Some knucklehead of a city editor once suggested I write a column for The Monterey County Herald. I suspect he thought a column might finally shut me up.
I admit to being a disruptive influence in the Herald’s newsroom, the sort of problem employee who pissed and moaned incessantly about the dummies who ran the joint. In my view, the publisher was a low-functioning moron and the managing editor was a weak-kneed milquetoast who had no business calling himself a journalist. In that regard I was not unlike any other sniveling reporter who ever worked in any newsroom anywhere.
My knucklehead city editor apparently grew impatient with the volumes of interoffice memorandums I sent to him complaining about the moron publisher. My complaints were based on a string of management decisions that were plunging The Herald into a spiral of irrelevance.
I wasn’t wrong, of course, but I was sort of a dick about it and the knucklehead city editor soon wearied of my grumbling. So he did what any great editor would do. He gave me a weekly column. He told me he didn’t care what I wrote about, but he had one request: “Just make it funny,” he said.
The trouble was, I didn’t know how to write funny. I was never trained that way. I was trained in journalism school to write in inverted pyramids, which really doesn’t lend itself to funny business. Think about it; how many funny stories have you ever read about inverted pyramids?
I thought long and hard about my dilemma. How would I write columns funny enough to satisfy the knucklehead without proper training? I read joke books and comic books. I watched George Carlin’s YouTube videos and old Get Smart clips. But I drew blanks when I tried to write funny.
And then I remembered that monkeys, apes and primates are always funny. I can never see a monkey without laughing out loud, especially if the monkey is wearing a tuxedo or riding a racehorse like a professional jockey.
I mean, have you seen the meme depicting a monkey banging on a typewriter? If you can’t laugh at a typing monkey, I don’t even want to know you.
Monkeys were the answer to my problem. And so I resolved to interject at least one monkey reference into every column I wrote.
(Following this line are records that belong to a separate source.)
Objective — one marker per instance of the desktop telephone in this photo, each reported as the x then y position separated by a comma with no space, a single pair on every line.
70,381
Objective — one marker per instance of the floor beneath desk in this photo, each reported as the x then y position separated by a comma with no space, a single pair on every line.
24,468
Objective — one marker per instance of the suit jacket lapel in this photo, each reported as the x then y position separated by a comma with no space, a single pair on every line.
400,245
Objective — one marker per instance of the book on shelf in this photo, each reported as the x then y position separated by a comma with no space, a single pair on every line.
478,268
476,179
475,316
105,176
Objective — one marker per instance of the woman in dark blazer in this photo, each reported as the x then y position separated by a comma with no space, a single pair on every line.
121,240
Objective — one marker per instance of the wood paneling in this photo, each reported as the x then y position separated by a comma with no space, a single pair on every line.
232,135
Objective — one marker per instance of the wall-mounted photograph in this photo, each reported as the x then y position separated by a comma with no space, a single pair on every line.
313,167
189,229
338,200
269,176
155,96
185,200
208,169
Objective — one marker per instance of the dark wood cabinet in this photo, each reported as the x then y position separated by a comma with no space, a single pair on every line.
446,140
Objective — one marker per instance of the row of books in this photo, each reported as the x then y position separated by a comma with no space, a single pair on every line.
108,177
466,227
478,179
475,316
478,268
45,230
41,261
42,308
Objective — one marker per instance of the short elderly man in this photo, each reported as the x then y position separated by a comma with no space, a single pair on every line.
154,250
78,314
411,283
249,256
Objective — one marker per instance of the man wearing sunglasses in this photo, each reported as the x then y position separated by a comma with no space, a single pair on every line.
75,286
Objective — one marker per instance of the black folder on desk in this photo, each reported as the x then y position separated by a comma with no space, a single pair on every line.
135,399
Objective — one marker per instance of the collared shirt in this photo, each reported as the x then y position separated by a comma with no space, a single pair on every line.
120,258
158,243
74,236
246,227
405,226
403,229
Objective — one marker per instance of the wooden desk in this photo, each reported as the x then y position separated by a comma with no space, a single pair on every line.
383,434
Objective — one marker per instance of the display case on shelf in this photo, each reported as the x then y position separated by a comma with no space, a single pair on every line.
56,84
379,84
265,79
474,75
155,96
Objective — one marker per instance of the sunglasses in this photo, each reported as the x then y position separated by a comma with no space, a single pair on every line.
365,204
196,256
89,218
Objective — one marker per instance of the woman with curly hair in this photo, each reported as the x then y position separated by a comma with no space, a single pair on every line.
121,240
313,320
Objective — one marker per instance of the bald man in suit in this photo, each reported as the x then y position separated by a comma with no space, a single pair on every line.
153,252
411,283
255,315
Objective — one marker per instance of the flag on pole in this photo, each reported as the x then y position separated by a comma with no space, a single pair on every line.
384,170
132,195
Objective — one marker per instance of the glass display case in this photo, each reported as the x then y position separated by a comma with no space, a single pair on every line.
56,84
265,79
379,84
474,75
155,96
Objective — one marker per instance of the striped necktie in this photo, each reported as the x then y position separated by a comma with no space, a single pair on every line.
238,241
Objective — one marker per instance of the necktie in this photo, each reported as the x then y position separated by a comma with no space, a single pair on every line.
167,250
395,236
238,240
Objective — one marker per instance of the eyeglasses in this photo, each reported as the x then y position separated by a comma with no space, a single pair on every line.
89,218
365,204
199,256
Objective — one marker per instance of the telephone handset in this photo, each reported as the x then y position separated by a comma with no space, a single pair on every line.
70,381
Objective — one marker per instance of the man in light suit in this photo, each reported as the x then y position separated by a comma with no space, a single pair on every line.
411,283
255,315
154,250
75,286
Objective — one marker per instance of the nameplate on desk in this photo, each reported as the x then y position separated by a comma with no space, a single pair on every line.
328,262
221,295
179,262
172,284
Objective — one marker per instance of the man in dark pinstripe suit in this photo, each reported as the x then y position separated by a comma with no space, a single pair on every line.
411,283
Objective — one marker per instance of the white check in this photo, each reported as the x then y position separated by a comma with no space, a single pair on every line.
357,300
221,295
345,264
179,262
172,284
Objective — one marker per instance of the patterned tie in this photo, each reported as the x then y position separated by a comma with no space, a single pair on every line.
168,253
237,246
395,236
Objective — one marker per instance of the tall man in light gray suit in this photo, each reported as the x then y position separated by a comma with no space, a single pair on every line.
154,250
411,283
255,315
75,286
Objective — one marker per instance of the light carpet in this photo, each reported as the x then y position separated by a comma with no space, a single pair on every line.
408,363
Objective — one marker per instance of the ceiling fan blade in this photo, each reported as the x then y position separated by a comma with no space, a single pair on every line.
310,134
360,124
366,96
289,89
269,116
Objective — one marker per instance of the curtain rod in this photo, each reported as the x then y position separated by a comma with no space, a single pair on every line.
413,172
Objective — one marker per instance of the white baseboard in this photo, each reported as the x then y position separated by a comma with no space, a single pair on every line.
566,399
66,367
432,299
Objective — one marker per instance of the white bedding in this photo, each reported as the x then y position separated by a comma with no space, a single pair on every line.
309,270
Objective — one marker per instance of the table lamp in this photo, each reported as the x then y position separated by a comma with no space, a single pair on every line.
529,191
My weekly columns weren’t actually about monkeys, per se. That would be too obvious. My goal was to get myself into a monkey frame of mind by sneaking primate prose wherever possible. Monkeys were my column’s Easter eggs. I even once managed to introduce a Micky Dolenz reference into one of my monkey columns.
I thought I was clever, sort of like how blithering idiots think they’re smart.
My monkey column wasn’t exactly hard-hitting journalism. But it kept me entertained and, more important, I stopped sending angry memos to the knucklehead city editor.
The knucklehead might have been happy, but apparently the milquetoast managing editor was not, and so he called me into his office. Milquetoast was not the sort of guy I really cared to know, much less work for. You know the type. No one ever willingly popped into his office to say howdy, and he only invited employees in when he needed to issue stern reprimands. And he wasn’t very good at it.
So there I was, sitting in his office and listening to him hem and haw like a milquetoast before he got around to telling me that the monkey columns were an atrocity. He hated the damn things. He told me that a serious newspaper like The Herald should never lower itself to monkey humor. Then he got to the point:
"Lose the f'ing monkeys," he demanded.
A couple of months later my favorite monkey columns won a runner-up prize in a national monkey column contest. It wasn’t even first place. Second place. But it was good enough to make me think I’d proven something important.
Better yet, I convinced the managing editor to send me to Louisville, Kentucky, so I could pick up my prize. While there I was able to tour the Louisville Slugger factory, so it wasn’t a wasted trip.
My column was the crowning achievement of my journalism career. And I owe it all to those f’ing monkeys.